(11/23/2013, 12:58 PM)sheldonison Wrote:(11/22/2013, 11:30 PM)mike3 Wrote: ....
where \( b_n \) are properly-chosen "basis functions". I have thought about the Kneser-mapping solution (i.e. regular iteration warped with theta mapping) as a possible set of basis functions... but the problem is this only covers half of the plane (as given, the upper half-plane), and the Cauchy equations require both halves of the plane.
....
Do you, perhaps, have any ideas as to how this could be done? The form of solution need not converge on the entire plane, only on and perhaps near the imaginary axis.
You could try mapping the two unit infinite strip to the unit circle using,
\( f(z) = \frac{4}{\pi}\tan^{-1}(z) \)
Here, f(z) maps the unit circle to an infinite strip, from -1 to +1. The left side of the unit circle is mapped to -1+iz, and the right side of the circle is mapped to 1+iz, where iz varies from \( +/-\Im\infty \) I don't know if that would help or not, or whether the singularity at +/-I would be fairly mild, or not, given that the tetration solution also converges to a fixed point at \( +/-\Im\infty \).
- Sheldon
I'm not sure how that'd be useful, since what I need is a representation of the tetrational at the imaginary axis, that is, at \( it \) where \( t \) goes between \( \pm \infty \), not \( -1 + it \) or \( 1 + it \) (these are obtained by exp/log of the function's values at the imaginary axis within the integral equation under the integral sign, while on the other side of the equation (without the integral) is the function on the imaginary axis).

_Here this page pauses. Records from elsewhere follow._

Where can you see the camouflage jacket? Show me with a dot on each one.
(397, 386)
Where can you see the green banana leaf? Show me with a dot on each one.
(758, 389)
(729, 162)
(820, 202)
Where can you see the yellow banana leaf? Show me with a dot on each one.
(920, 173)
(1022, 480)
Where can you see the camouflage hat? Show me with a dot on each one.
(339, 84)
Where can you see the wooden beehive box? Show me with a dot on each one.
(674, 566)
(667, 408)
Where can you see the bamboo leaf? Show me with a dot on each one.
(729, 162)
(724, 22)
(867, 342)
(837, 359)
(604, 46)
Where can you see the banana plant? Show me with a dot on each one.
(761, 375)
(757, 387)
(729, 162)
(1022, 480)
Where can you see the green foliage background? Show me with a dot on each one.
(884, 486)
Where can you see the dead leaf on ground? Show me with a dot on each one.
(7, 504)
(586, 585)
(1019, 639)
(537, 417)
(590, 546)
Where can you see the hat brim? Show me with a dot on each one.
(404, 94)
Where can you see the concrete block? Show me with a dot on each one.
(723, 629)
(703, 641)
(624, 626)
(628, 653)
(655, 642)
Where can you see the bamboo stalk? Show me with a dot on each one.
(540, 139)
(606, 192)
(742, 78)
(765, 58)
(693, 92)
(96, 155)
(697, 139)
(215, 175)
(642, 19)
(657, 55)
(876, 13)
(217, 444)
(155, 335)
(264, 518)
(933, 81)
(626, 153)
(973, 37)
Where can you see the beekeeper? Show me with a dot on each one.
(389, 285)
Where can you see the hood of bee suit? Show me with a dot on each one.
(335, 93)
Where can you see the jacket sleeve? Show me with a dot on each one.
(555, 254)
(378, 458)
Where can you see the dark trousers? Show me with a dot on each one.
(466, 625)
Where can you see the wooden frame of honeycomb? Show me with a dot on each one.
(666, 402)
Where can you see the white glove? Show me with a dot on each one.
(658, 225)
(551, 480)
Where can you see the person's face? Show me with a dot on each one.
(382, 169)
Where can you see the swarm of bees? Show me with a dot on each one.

So I don't see how this makes for a set of basis functions for the function on the imaginary axis.
Edit: Although, I suppose that could work since you could just drop an "exp" or a "log" on the side of the integral equation that wants values at the imaginary axis. However, now that side of the integral equation can only be valid for input to the function in half the range of what the right side uses, namely the half of the unit circle we use to retrieve the values at the imaginary axis. So I'm not sure this'll work, as the integral equation, as specified, is for the whole function.